Two approaches are developed for the study of the bound states of a one-dimensional Dirac equation with the potential consisting of N δ-function centers. One of these uses Green’s function method. This method is applicable to a finite number N of δ-point centers, reducing the bound state problem to finding the energy eigenvalues from the determinant of a 2 N × 2 N matrix. The second approach starts with the matrix for a single delta-center that connects the two-sided boundary conditions for this center. This connection matrix is obtained from the squeezing limit of a piecewise constant approximation of the delta-function. Having then the connection matrices for each center, the transmission matrix for the whole system is obtained by multiplying the one-center connection matrices and the free transfer matrices between neighbor centers.

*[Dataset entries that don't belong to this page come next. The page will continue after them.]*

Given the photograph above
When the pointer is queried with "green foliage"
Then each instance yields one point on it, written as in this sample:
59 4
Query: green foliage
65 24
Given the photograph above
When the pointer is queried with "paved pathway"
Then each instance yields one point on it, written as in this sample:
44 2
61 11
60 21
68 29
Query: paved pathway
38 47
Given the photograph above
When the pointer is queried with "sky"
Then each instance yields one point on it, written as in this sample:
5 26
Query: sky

An equation for bound state energies is derived in terms of the elements of the total transfer matrix. Within both approaches, the transcendental equations for bound state energies are derived, the solutions to which depend on the strength of delta-centers and the distance between them, and this dependence is illustrated by numerical calculations. The bound state energies for the potentials composed of one, two, and three delta-centers (N = 1, 2, 3) are computed explicitly. The principle of strength additivity is analyzed in the limits as the delta-centers merge at a single point or diverge to infinity.